Not fast, mind you but I immediately set a goal to wake up at 7 AM. That gave me an extra hour.

Once I had that down for a week or two I was really impressed with how much more I was able to get done in the morning versus the night.

I had way fewer distractions because I didn’t have buddies stopping by at all hours.

When I started I was convinced getting up earlier would be a huge pain but it ended up being great. So much so that I immediately bumped my wake up time to 6 AM where it stayed for the rest of pharmacy school.

Getting up early is one of the best success strategies I’ve ever employed. Over the years I’ve continued to ratchet up the wake up times. At the time of this writing I routinely get up at 4:45 AM every morning.


My Mom and Dad both drank coffee in the morning when I was growing up … but I never saw the point.

But when I made the decision to start getting up earlier I noticed that I was a bit groggy and it took a while to really start concentrating.

I knew caffeine could help so I decided to finally give coffee a shot.

I bought some Folgers coffee bags that you dropped in hot water and had my first cup of coffee.
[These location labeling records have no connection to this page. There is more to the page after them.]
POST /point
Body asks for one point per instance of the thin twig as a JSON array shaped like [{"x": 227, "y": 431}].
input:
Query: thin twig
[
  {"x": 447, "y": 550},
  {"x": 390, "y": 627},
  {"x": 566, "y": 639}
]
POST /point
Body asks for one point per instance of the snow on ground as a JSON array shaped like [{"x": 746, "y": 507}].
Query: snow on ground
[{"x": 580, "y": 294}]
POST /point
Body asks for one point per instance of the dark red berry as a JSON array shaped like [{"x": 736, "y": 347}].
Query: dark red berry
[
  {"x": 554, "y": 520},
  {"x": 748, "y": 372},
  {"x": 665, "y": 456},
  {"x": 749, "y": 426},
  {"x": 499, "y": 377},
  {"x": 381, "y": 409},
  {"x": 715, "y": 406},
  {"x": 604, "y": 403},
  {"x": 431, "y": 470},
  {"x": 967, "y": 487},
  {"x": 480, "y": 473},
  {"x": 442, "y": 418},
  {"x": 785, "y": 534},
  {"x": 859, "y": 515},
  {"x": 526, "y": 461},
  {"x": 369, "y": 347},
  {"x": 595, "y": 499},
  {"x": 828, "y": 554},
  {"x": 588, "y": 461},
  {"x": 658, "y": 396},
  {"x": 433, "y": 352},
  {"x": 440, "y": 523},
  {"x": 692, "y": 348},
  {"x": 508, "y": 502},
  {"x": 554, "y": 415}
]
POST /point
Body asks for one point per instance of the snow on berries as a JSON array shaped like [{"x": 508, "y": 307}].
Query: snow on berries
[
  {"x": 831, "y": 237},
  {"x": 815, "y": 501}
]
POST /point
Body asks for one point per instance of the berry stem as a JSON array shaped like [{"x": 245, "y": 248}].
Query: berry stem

It helped perk me up quicker and improved my concentration.

Like getting up earlier it’s a habit I’ve kept up to this day. Although now I make much better coffee.

Bonus: Don’t Study The Night Before

I found this strategy out by accident.

I had been studying for an exam in one of my most difficult classes (Medicinal Chemistry) and had been using all the strategies I’ve outlined above.

The night before the test I felt pretty confident about the material but I usually tried to do a comprehensive review the night before and the morning of the test.

But that night I happened to sit down in front of the TV and started watching Seinfeld. Before I knew it it was time to go to bed. While I felt a bit guilty about not studying I just went with it.

In the morning I also decided NOT to do a review.

Long story short: I did great on the test. It was my best grade I had achieved.

Over time I began to implement the ‘no study rule’ the night before and the morning of exams.

Ironically, it was this NOT studying that I think helped me perform better because there was less anxiety. And test anxiety is one of those things that cripples students performance.

When you look at the study material right before an exam you invariably come across things that you aren’t sure you have down. You get stressed. So you study it quickly and then wonder to yourself, “What else did I forget to study.”

If you’ve done your job right to this point chances are there’s very little you haven’t covered. So stop stressing. Better yet, stop studying the night before.

The bottom line is that these simple changes allowed me to raise my grades in a tough academic program. If you’re willing to keep an open mind and take action you can see similar – or even better results.